Succédant à l’étude de Mireille Rosello sur le même sujet (L’Humour noir selon André Breton,« après avoir assassiné mon pauvre père », Corti, 1987), André Breton et l’humour noir suit une approche moins méfiante, moins centrée sur les jeux de pouvoir, et substitue la révolte supérieure de l’esprit au système autoritaire antérieurement décrit par la critique. On peut a priori se réjouir de cette sympathie critique qui, quittant le monde de la fascination-répulsion propre à l’analyse de Mireille Rosello, permet de prendre en compte d’autres aspects de l’œuvre bretonienne. Question de distances ? L’on se sent moins dépaysé dans cette dernière étude, plus en terrain familier. Mais c’en est peut-être aussi le piège. À suivre histoire, composition et théorie, l’analyse peine parfois à se dégager de son objet, comme si la bonne distance restait à prendre.
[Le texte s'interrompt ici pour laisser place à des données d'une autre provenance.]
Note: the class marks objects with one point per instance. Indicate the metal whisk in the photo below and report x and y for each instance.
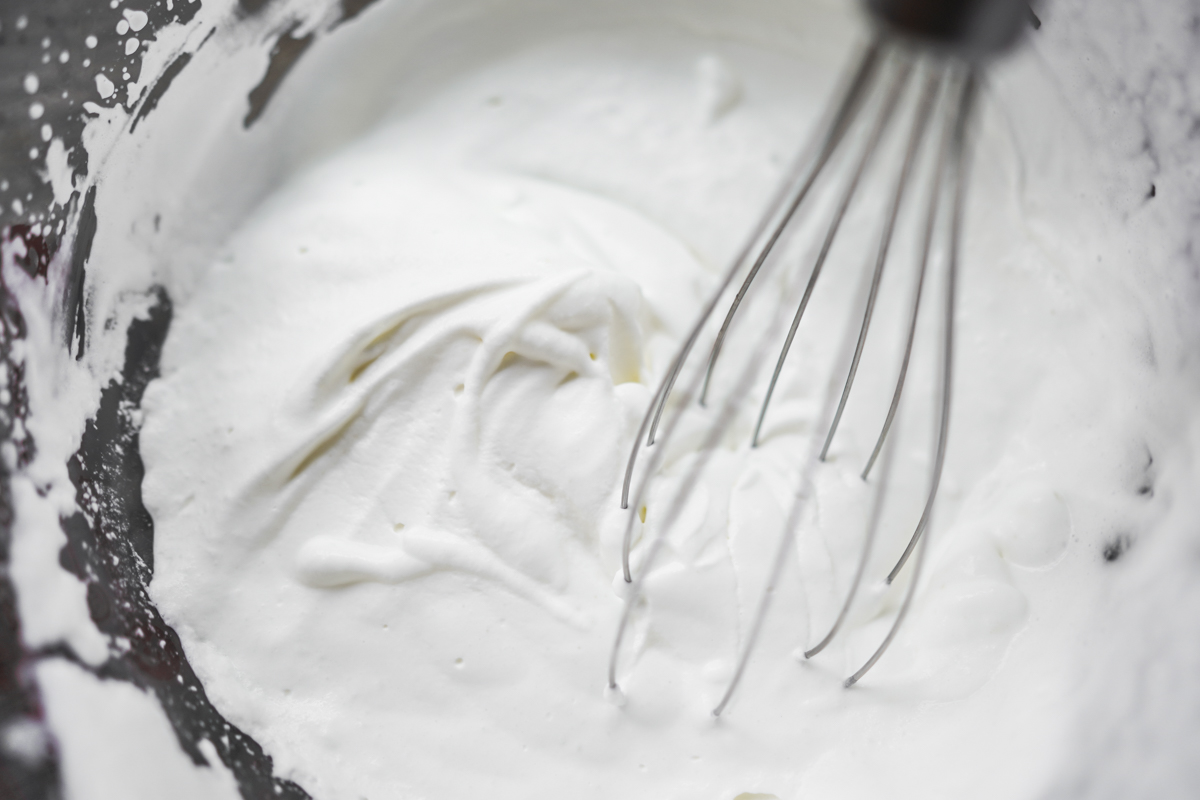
(935, 50)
Comme si, dans l’adhésion comme dans la résistance, la séduction de l’Anthologie gardait tout son pouvoir.

Prenant en compte l’organisation chronologique de l’Anthologie, Christophe Graulle commence par explorer l’histoire littéraire que dessinent implicitement les figures mises en avant par Breton. Parmi les pré-romantiques, il s’arrête ainsi sur Swift et Sade, avant d’interroger le rapport entre humour noir et roman noir anglais. L’humour romantique comme pré-romantique apparaît ainsi comme une arme contre les conventions sociales, et « reste indissociable d’une mise en acte réelle qui dessine, avant le renouvellement baudelairien, les linéaments d’un dandysme naissant » ; jouant avec la mort, il perturbe l’opposition traditionnelle entre comique et tragique pour une « échappée du sens » qui n’est pas sans rappeler la dialectique héraclitéenne. L’humour moderne, de la fin de siècle (Allais et consorts), perturbe quant à lui toutes les catégories du champ littéraire, travestit tous les genres et relève finalement de la crise du verbe pour mettre en évidence la faillite moderne du sens. Au peu de réalité répond le culte du moi, dont héritera aussi le premier surréalisme. Vaché, prophète de l’humour noir », se voit consacrer une approche plus longue. En lui trouvent leur point d’aboutissement le dandysme comme la déréalisation des menaces extérieures. À son Umour, l’auteur oppose l’humour dadaïste, moins intellectualisé ; à ce même humour dadaïste il oppose l’humour noir, dont le fond tragique manque au premier (encore est-ce peut-être oublier un peu la date de naissance de Dada ; à tout prendre, il ne manque pas d’« arrière-fond » dramatique). Avec « l’ironisme d’affirmation » de Marcel Duchamp se dessinent enfin les abords du surréalisme et de la notion réalisée.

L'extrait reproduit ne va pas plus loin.